Claire Hugault, alias Claire Boucl is a petalist. This profession only exists because she invented it. It is one of the most beautiful, most poetic job in the world. With perhaps Mister sandman or a fairy dressmaker…

It just came like that. “My dream was to go and study at the Ecole des Baux Arts, but coming from a very modest family, my parents wanted me to study something more realistic. She studied textile design, then she branched off into art and nature, as it was difficult to deny her passions. “I started making ephemeral installations with flower petals in 2001. And when everyone asked me what my art consisted of, I said that I was a petalist and that I petalized. ” To petal. What a pretty word… As pretty as the works coming out of his fingers.

In 2001 she was invited to an artist’s residency in Australia, in Flotting Lands, Queenslands. She was asked to create an in situ work of art, inspired by the environment, but the place had been completely burnt down by a fire. “The setting was apocalyptic but nature was beginning to regenerate. I began to petal trees that had exploded under the effect of the flames, with red petals to symbolise their wounds. And the fact of putting thousands of petals one by one,  was like a healing balm. My work is in symbiosis with nature and the environment,” she explains.

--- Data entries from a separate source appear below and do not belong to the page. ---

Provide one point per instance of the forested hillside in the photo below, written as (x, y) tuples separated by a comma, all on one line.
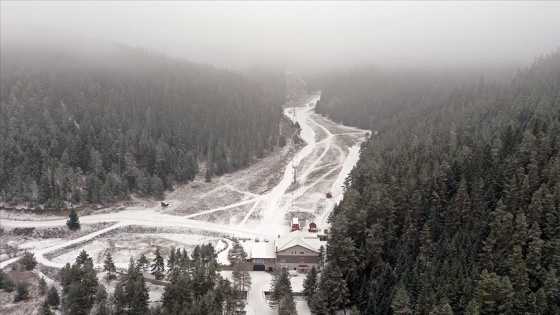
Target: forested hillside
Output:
[(364, 97), (95, 125), (454, 205)]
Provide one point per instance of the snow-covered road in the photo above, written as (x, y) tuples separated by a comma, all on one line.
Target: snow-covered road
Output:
[(316, 162)]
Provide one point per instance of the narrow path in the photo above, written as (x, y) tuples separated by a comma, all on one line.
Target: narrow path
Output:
[(273, 206)]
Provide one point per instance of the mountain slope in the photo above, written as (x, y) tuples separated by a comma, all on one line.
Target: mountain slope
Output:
[(454, 205), (99, 123)]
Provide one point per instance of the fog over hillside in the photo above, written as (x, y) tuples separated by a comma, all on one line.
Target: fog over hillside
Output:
[(304, 35)]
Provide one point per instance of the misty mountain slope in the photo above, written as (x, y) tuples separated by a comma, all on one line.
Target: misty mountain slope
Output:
[(91, 126), (366, 97), (454, 206)]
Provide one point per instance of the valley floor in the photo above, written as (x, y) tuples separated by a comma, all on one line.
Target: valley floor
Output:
[(258, 201)]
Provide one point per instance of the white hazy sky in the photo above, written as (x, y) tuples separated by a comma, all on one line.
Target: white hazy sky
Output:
[(303, 34)]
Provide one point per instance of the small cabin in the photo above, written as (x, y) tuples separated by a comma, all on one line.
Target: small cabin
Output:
[(295, 224), (312, 227)]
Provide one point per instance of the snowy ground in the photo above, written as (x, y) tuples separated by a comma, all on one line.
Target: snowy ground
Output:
[(254, 202), (256, 301)]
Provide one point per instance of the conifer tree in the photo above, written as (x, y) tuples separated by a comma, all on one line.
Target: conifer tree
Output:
[(109, 266), (53, 298), (333, 289), (45, 309), (22, 292), (310, 283), (143, 262), (401, 302), (42, 286), (158, 266), (28, 260)]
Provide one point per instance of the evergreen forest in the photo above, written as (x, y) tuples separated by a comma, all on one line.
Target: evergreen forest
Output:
[(453, 207), (93, 126)]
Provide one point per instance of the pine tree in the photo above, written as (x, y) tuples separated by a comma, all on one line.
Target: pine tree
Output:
[(73, 221), (109, 266), (319, 304), (28, 260), (42, 286), (119, 299), (158, 266), (310, 283), (101, 300), (333, 287), (143, 262), (236, 253), (171, 264), (472, 308), (45, 309), (287, 306), (22, 292), (280, 286), (53, 298), (443, 308), (401, 302), (208, 176)]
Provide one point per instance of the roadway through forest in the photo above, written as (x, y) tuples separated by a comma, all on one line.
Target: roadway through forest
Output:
[(271, 207)]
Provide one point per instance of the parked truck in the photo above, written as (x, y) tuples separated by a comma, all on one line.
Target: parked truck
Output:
[(295, 224)]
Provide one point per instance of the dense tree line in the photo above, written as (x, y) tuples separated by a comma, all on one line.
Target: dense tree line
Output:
[(364, 97), (453, 207), (195, 285), (96, 126)]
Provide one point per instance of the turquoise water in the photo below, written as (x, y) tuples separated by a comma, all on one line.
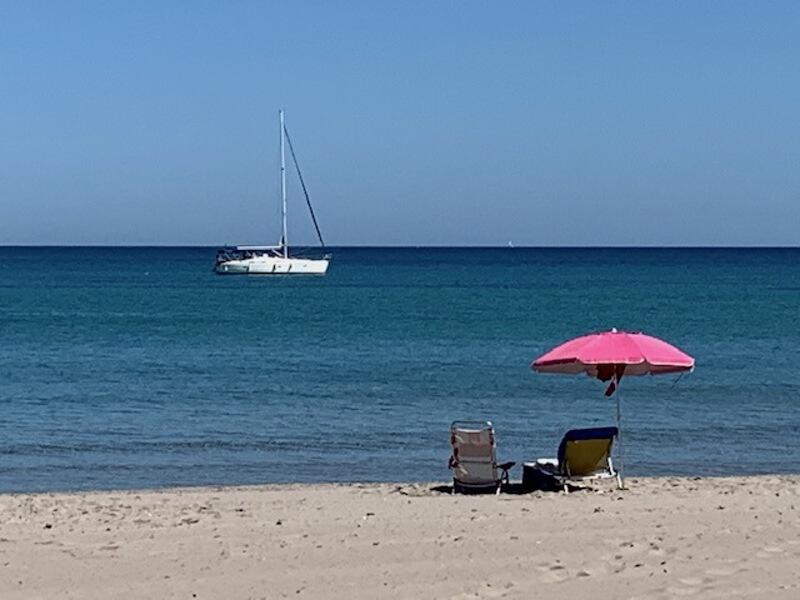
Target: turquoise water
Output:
[(128, 368)]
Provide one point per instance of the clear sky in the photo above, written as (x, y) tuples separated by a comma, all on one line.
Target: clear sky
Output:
[(654, 123)]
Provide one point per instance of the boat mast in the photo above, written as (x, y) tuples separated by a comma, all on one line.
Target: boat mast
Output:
[(284, 239)]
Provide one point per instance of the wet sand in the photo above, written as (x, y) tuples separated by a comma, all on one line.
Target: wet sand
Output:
[(661, 538)]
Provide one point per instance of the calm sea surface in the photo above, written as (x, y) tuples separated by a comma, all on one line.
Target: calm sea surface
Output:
[(129, 368)]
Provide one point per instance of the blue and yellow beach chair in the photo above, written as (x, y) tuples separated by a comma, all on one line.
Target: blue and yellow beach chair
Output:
[(583, 455)]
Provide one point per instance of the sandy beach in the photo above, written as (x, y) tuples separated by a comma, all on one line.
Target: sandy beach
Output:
[(662, 538)]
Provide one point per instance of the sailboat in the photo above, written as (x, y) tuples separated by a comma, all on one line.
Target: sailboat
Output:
[(275, 260)]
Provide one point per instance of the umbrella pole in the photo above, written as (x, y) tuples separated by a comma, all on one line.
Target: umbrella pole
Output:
[(620, 482)]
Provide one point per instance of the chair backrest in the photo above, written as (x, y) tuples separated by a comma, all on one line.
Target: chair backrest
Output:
[(586, 451), (474, 458)]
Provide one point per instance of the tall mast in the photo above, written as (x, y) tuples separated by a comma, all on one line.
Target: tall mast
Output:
[(283, 189)]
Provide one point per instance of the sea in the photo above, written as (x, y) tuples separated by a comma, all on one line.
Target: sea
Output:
[(129, 368)]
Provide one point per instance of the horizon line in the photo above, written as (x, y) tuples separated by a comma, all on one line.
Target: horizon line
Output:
[(432, 246)]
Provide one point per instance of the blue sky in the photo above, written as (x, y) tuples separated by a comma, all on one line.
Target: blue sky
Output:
[(415, 123)]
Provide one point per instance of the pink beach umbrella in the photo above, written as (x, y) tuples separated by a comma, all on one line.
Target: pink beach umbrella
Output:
[(609, 356)]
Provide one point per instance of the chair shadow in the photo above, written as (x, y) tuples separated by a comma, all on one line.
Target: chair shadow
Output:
[(512, 489)]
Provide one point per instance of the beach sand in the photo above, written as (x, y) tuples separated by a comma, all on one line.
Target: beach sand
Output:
[(661, 538)]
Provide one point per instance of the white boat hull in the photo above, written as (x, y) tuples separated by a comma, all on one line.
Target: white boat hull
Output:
[(273, 265)]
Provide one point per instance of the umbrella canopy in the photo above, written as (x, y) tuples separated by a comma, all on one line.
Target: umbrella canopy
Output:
[(604, 355), (610, 355)]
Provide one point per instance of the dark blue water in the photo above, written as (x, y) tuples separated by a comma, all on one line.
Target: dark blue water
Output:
[(127, 368)]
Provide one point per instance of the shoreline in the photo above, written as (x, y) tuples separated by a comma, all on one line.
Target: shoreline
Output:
[(663, 537), (436, 488)]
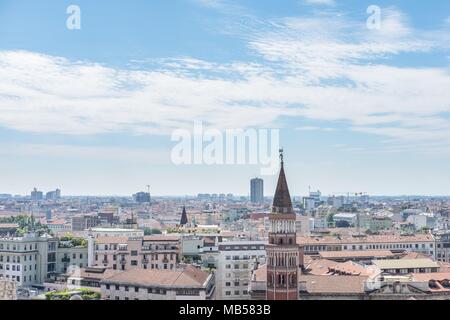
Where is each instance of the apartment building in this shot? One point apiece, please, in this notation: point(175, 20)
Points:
point(115, 232)
point(442, 240)
point(421, 243)
point(69, 257)
point(140, 284)
point(149, 252)
point(85, 222)
point(27, 260)
point(236, 260)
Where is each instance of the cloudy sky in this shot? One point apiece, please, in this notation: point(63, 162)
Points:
point(360, 108)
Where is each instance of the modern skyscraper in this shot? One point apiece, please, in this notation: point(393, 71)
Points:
point(142, 197)
point(257, 190)
point(283, 253)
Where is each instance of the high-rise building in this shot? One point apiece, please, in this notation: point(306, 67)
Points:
point(142, 197)
point(257, 190)
point(184, 220)
point(53, 195)
point(283, 252)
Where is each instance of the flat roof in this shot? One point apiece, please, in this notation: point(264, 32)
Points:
point(405, 264)
point(356, 254)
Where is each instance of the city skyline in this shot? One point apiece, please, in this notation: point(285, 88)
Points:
point(92, 111)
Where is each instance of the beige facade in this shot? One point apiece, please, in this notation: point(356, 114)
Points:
point(139, 284)
point(152, 252)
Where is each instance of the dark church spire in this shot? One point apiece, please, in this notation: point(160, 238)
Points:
point(184, 220)
point(282, 201)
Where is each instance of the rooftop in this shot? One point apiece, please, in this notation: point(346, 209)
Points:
point(405, 264)
point(189, 277)
point(366, 239)
point(356, 254)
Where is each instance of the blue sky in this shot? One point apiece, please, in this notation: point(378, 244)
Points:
point(91, 111)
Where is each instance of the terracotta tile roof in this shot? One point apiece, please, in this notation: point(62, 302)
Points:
point(315, 284)
point(305, 240)
point(162, 238)
point(94, 273)
point(405, 264)
point(436, 276)
point(352, 269)
point(320, 266)
point(415, 255)
point(189, 277)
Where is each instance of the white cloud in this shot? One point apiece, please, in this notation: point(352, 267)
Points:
point(321, 2)
point(325, 68)
point(313, 128)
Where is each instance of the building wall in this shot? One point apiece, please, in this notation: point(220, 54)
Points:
point(235, 263)
point(70, 257)
point(138, 253)
point(24, 260)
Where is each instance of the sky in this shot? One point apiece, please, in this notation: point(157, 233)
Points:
point(360, 107)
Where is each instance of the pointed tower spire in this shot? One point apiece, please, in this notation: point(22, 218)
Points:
point(184, 220)
point(282, 200)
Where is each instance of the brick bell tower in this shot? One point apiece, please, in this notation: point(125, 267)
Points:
point(283, 252)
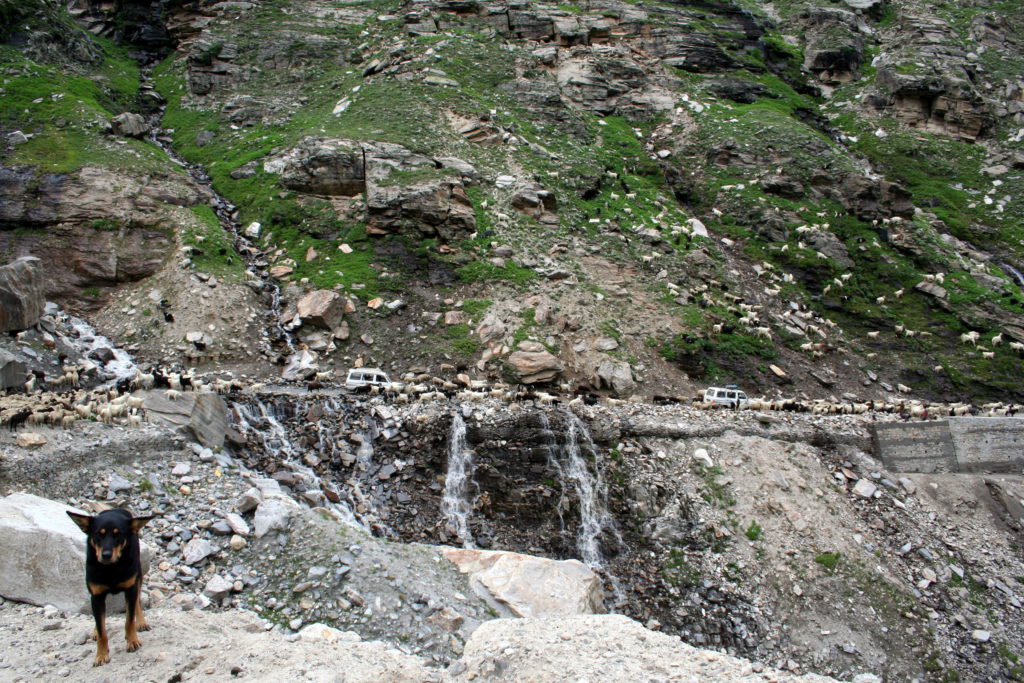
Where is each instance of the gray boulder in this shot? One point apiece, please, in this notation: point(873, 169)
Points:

She started doing ephemeral graffitis in Paris. She covered walls, cars, doors,… “I wanted to make art available to passers-by in the streets. And it moved people, whatever their cultures were. My art became a vector of communication. At the beginning of the 2000s, in France, everyone was talking about street art, and I spent hours in the streets doing my petal’s graffitis. People who saw me doing it from afar thought it was painting but when they came closer, they saw that I had bouquets of flowers next to me and that I was doing something extremely meticulous and fragile. It was an invitation to stop and people would start talking to me. I encouraged them to linger in front of the poetry, the beauty that surrounds us. »

Claire Boucl’s work is destined to disintegrate. The artist had to learn to create her own materials to work and glue the petals. “When gluing flowers on trees or buildings, it is essential to use natural glues that respect the environment, so I created mine, inspired by old recipes, with organic flours, water, things that degrade or can be eaten by insects, without damaging the support where I put my petals. »

Claire Boucl has two specialisations, petalisation and installations of branches that she twists and knots and with which she creates a natural sculpture. For the moment being, florists provide her with the raw material she needs to exercise her art, but her dream is to own a garden and to grow her flowers organically, without pesticides. A dream that is about to come true: “I have just bought a house in the south of Fontainebleau and I hope that from next spring I will be able to use my own flowers. I am lucky enough to already have peonies, irises, tulips and oriental poppies. I would like to plant endangered species. According to The State of the World’s Plants 2016 Report, published by Kew Garden, about 20% of existing species are endangered.

She has been scattering the streets, forests and faces with poetic works of art for the past 15 years, and yet for 13 years it has been impossible to make a living from her art: “I met everyone, politicians, artists and luxury houses. They were all fascinated by my work, but it never led to anything. One day, I decided to give it all up. That was in the summer of 2016. My husband and I decided to take a holiday and on the first day I received a call: a woman I had met a few months before, had just entered Boucheron. She had talked about me during a briefing, and the artistic director wanted to meet me. A week later I met Claire Choisne and we started working on the Fleurs Éternelles project.

Those rings, Fleurs Éternelles are undoubtedly the most poetic jewels I have ever seen. The rings are decorated with a stone in the centre and real petals immortalised under a translucent lacquer. “Boucheron has set up a research and development laboratory especially for this project. The preparation took two years, during which time we didn’t know whether the idea was feasible. First we had to select the flowers to work with. They had to keep their natural colour, without adding any colouring agents or chemicals. I had to stabilise about 10,000 petals from about 100 different flowers. They were tested by a CNRS researcher to see if they resisted light. As my petals were flat like gold leaf and flexible, they had to succeed in gluing them, protecting them with a kind of lacquer that solidified them without damaging them.” The collection was launched in December 2018.

The link between Claire Boucl, flowers and plants is beyond words. She feels their beauty, their fragility, their strength too. It is a mysterious dialogue. My father had planted a bamboo that I had recovered when he separated from my mother,” she explains. “He died 11 years ago and this bamboo is the only living thing I have left of him. It is my most sacred possession.”